Locking a juvenile in prison should be a last resort in the criminal justice system and an action reserved for the worst offenders.
As a society, we still believe we have a responsibility to rehabilitate the life of a child who has made continuous bad decisions before they become an adult who makes even worse ones.
We treat most juveniles charged with crimes differently than we treat adults. We also house the worst offenders in separate places. These are obvious methods few reasonable people would dispute.
But what’s increasingly disturbing is the state’s inability to protect these juvenile prisoners from sexual assault and abuse while they are in the state’s custody. According to a recent U.S. Department of Justice study, Illinois juvenile prisoners are sexually victimized at a rate 35 percent greater than the national average.
Of 461 Illinois juvenile prisoners, more than 15 percent reported being sexually victimized, often by staff members. The attacks take place in various locations of these youth detention centers, from showers and sleeping areas to recreation areas and kitchens.

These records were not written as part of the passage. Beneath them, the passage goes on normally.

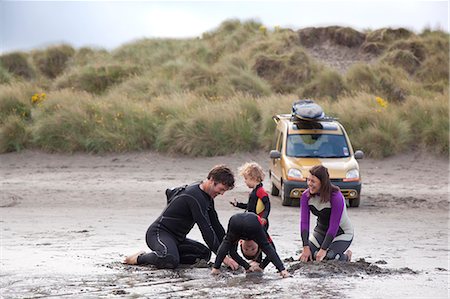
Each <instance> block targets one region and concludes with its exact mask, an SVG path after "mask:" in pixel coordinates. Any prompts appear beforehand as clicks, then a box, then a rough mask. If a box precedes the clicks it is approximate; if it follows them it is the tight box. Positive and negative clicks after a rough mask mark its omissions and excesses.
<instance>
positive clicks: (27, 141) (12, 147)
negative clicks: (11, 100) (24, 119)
mask: <svg viewBox="0 0 450 299" xmlns="http://www.w3.org/2000/svg"><path fill="white" fill-rule="evenodd" d="M30 137H31V132H30V128H29V124H28V123H27V122H26V121H25V120H24V119H23V117H21V116H20V115H15V114H11V115H8V116H7V117H6V118H4V119H3V121H2V124H1V125H0V153H5V152H14V151H17V152H18V151H21V150H23V149H24V148H26V147H27V145H28V143H29V142H30V139H31V138H30Z"/></svg>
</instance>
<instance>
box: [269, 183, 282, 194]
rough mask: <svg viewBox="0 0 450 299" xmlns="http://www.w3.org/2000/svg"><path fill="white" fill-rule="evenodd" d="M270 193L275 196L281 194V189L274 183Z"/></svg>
mask: <svg viewBox="0 0 450 299" xmlns="http://www.w3.org/2000/svg"><path fill="white" fill-rule="evenodd" d="M270 194H272V195H273V196H278V195H279V194H280V190H278V188H277V186H275V185H274V183H272V189H271V190H270Z"/></svg>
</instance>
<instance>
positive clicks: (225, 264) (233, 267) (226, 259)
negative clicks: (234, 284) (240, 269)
mask: <svg viewBox="0 0 450 299" xmlns="http://www.w3.org/2000/svg"><path fill="white" fill-rule="evenodd" d="M223 263H224V264H225V265H227V266H228V267H230V268H231V270H233V271H235V270H237V269H238V268H239V264H238V263H237V262H236V261H235V260H233V259H232V258H231V257H228V256H226V257H225V258H224V259H223Z"/></svg>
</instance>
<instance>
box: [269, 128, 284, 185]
mask: <svg viewBox="0 0 450 299" xmlns="http://www.w3.org/2000/svg"><path fill="white" fill-rule="evenodd" d="M283 138H284V134H283V132H281V131H280V130H279V129H277V130H276V131H275V142H274V146H273V148H274V149H275V150H277V151H279V152H280V153H281V150H282V147H283ZM271 169H272V174H271V175H272V179H273V181H274V183H275V185H277V186H278V187H279V188H280V187H281V186H280V182H281V158H280V159H272V161H271Z"/></svg>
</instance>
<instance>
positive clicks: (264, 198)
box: [256, 187, 270, 220]
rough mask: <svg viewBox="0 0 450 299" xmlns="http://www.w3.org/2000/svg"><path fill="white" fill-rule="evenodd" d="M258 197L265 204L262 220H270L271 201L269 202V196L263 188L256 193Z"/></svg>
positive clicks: (264, 205) (261, 187)
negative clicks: (269, 214) (263, 218)
mask: <svg viewBox="0 0 450 299" xmlns="http://www.w3.org/2000/svg"><path fill="white" fill-rule="evenodd" d="M256 196H258V198H261V200H262V202H263V204H264V211H263V213H262V215H259V216H261V218H264V219H266V220H267V219H268V217H269V214H270V200H269V195H268V194H267V192H266V190H264V188H263V187H260V188H259V189H258V190H257V191H256Z"/></svg>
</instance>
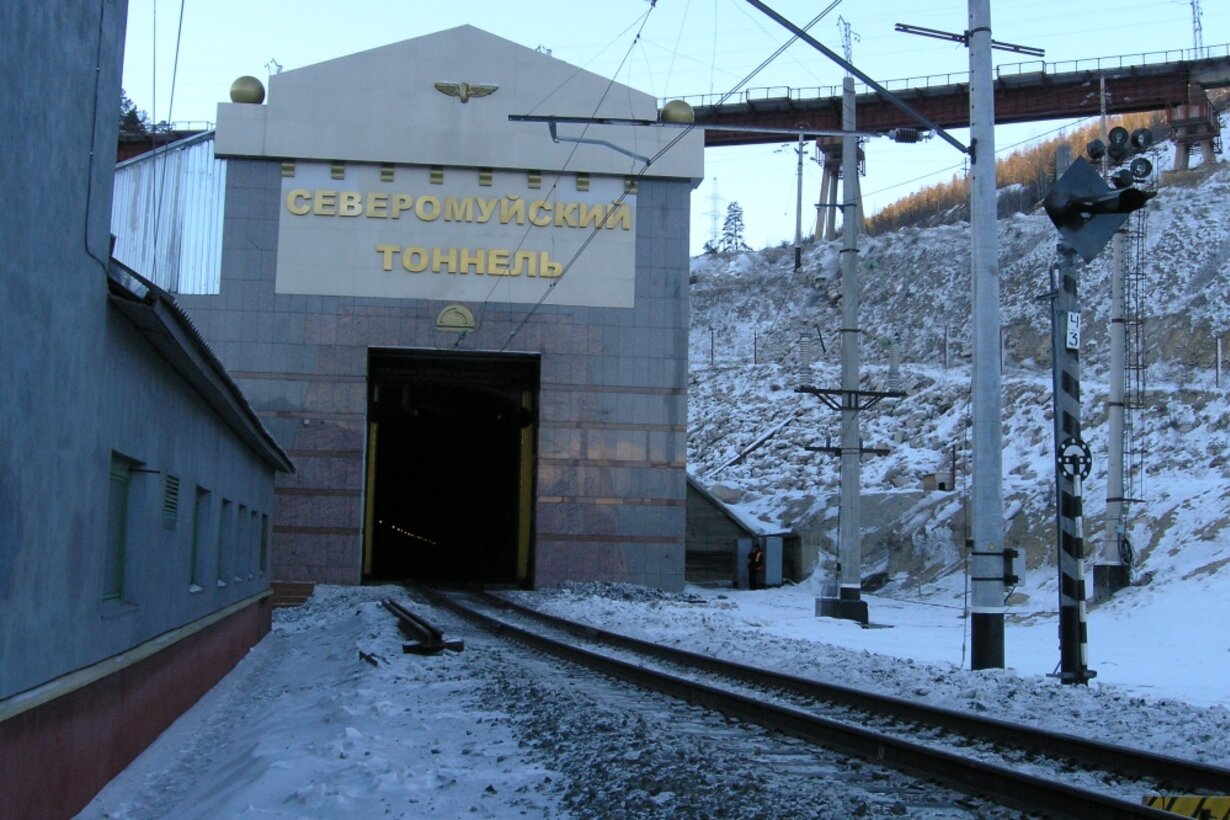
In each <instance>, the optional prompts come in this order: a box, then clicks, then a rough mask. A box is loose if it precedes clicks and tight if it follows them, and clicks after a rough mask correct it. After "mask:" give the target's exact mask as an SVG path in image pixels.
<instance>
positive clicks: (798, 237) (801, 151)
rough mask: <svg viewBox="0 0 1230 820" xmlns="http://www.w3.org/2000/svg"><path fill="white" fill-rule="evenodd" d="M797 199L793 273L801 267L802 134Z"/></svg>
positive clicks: (802, 179) (802, 172) (798, 269)
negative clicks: (794, 249) (794, 251)
mask: <svg viewBox="0 0 1230 820" xmlns="http://www.w3.org/2000/svg"><path fill="white" fill-rule="evenodd" d="M795 150H796V151H797V152H798V173H797V177H798V192H797V193H798V199H797V200H796V203H795V273H798V270H799V268H802V267H803V134H802V133H799V134H798V145H797V146H795Z"/></svg>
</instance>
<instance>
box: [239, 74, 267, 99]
mask: <svg viewBox="0 0 1230 820" xmlns="http://www.w3.org/2000/svg"><path fill="white" fill-rule="evenodd" d="M231 102H241V103H246V104H250V106H260V104H261V103H262V102H264V86H263V85H262V84H261V81H260V80H257V79H256V77H252V76H247V75H246V74H245V75H244V76H241V77H240V79H237V80H235V82H231Z"/></svg>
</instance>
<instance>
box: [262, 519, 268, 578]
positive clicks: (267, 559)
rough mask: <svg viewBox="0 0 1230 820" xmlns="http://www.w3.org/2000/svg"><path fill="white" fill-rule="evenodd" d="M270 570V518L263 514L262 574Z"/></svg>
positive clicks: (262, 541)
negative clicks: (269, 529) (269, 545)
mask: <svg viewBox="0 0 1230 820" xmlns="http://www.w3.org/2000/svg"><path fill="white" fill-rule="evenodd" d="M268 569H269V516H268V514H266V513H261V574H262V575H263V574H264V573H266V572H268Z"/></svg>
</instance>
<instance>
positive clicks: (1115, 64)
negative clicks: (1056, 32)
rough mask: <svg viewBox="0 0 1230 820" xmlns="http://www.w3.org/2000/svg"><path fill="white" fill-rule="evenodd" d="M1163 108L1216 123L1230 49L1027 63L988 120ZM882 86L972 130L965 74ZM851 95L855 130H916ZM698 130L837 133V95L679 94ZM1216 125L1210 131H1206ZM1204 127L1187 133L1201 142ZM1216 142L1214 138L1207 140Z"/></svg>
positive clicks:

The numbers are alarming, as are anecdotes from child inmates who reported that staff members gave them drugs or alcohol before the incidents.
State officials need to review these reports and address this issue immediately. Such attacks are criminal behavior and the absolute antithesis of what juvenile justice institutions are designed to do.
Employees who have perpetrated such acts must be criminally investigated and appropriately prosecuted. A thorough investigation must be completed from the highest level of juvenile justice to the lowest level.
Budget cuts across the state always have an impact, but if the state can’t protect juvenile inmates from sexual assault, then they shouldn’t house juvenile offenders at all.